NodePool lifecycle
NodePools represent homogeneous groups of Nodes with a common lifecycle management and upgrade cadence.
Upgrades and data propagation
There are three main areas that will trigger rolling upgrades across the Nodes when they are changed:
- OCP Version dictated by
spec.release
. - Machine configuration via
spec.config
, a knob formachineconfiguration.openshift.io
. - Platform specific changes via
.spec.platform
. Some fields might be immutable whereas other might allow changes e.g. aws instance type.
Some cluster config changes (e.g. proxy, certs) may also trigger a rolling upgrade if the change needs to be propagated to the node.
NodePools support two types of rolling upgrades: Replace and InPlace, specified via UpgradeType.
Important
You cannot switch the UpgradeType once the NodePool is created. You must specify UpgradeType during NodePool creation. Modifying the field after the fact may cause nodes to become unmanaged.
Replace Upgrades
This will create new instances in the new version while removing old nodes in a rolling fashion. This is usually a good choice in cloud environments where this level of immutability is cost effective.
InPlace Upgrades
This will directly perform updates to the Operating System of the existing instances. This is usually a good choice for environments where the infrastructure constraints are higher e.g. bare metal.
When you are using in place upgrades, Platform specific changes will only affect upcoming new Nodes.
Data propagation
There some fields which will only propagate in place regardless of the upgrade strategy that is set.
.spec.nodeLabels
and .spec.taints
will be propagated only to new upcoming machines.
Triggering Upgrades examples
Upgrading to a new OCP version
These upgrades can be triggered via changing the spec.release.image
of the NodePool. Note that you should only upgrade NodePools to the current version of the Hosted Control Plane.
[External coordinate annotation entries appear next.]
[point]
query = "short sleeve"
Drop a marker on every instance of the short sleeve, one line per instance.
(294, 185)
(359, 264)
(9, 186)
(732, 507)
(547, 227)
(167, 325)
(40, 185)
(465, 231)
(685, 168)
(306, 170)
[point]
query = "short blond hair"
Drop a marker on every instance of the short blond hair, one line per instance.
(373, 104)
Adding a new MachineConfig
You can create a MachineConfig inside a ConfigMap in the management cluster as follows:
apiVersion: v1
kind: ConfigMap
metadata:
name: ${CONFIGMAP_NAME}
namespace: clusters
data:
config: |
apiVersion: machineconfiguration.openshift.io/v1
kind: MachineConfig
metadata:
labels:
machineconfiguration.openshift.io/role: worker
name: ${MACHINECONFIG_NAME}
spec:
config:
ignition:
version: 3.2.0
storage:
files:
- contents:
source: data:...
mode: 420
overwrite: true
path: ${PATH}
Once that is applied to the cluster, you can specify that to the NodePool via:
spec:
config:
- name: ${CONFIGMAP_NAME}
Scale Down
Scaling a NodePool down will remove Nodes from the hosted cluster.
Scaling To Zero
Node(s) can become stuck when removing all Nodes from a cluster (scaling NodePool(s) down to zero) because the Node(s) cannot be drained successfully from the cluster.
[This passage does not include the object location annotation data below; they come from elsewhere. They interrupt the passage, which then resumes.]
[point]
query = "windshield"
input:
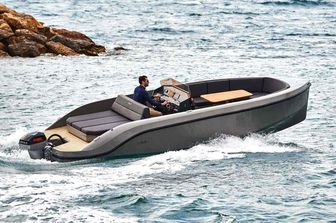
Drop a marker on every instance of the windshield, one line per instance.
(173, 82)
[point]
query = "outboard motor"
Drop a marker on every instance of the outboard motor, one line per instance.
(34, 142)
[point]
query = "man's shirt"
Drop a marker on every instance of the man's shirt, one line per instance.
(142, 96)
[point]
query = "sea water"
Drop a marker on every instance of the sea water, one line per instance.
(289, 176)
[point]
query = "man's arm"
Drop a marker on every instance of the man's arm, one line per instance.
(152, 101)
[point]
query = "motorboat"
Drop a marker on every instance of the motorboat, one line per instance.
(195, 112)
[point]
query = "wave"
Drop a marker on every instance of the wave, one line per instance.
(297, 3)
(166, 30)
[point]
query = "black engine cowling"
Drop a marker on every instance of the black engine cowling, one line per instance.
(34, 142)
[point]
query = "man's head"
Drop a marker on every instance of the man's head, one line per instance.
(143, 80)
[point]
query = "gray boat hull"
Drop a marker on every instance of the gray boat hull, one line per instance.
(266, 114)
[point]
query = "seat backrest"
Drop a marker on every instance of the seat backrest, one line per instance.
(129, 108)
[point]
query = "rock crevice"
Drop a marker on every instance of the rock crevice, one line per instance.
(22, 35)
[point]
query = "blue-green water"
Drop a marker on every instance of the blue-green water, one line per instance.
(289, 176)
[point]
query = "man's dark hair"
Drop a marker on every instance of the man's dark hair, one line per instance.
(142, 78)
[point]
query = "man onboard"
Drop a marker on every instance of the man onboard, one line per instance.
(142, 96)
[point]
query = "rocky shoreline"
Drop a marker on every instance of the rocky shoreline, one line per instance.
(22, 35)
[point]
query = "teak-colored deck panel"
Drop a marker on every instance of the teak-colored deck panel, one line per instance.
(226, 96)
(74, 143)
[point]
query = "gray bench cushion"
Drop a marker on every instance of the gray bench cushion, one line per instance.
(98, 121)
(91, 116)
(129, 108)
(200, 101)
(100, 129)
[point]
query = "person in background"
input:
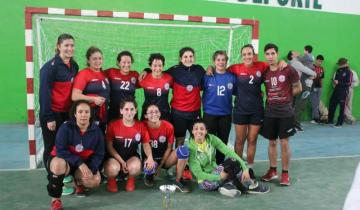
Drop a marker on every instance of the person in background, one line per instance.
(342, 82)
(316, 91)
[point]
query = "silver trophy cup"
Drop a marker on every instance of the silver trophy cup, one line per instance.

Several conditions can prevent Node(s) from being drained successfully:
- The hosted cluster contains
PodDisruptionBudgets
that require at least - The hosted cluster contains pods that use `PersistentVolumes``
Prevention
To prevent Nodes from becoming stuck when scaling down, set the .spec.nodeDrainTimeout
and .spec.nodeVolumeDetachTimeout
in the NodePool CR to a value greater than 0s
.
This forces Nodes to be removed once the timeout specified in the field has been reached, regardless of whether the node can be drained or the volumes can be detached successfully.
Note
See the Hypershift API reference page for more details.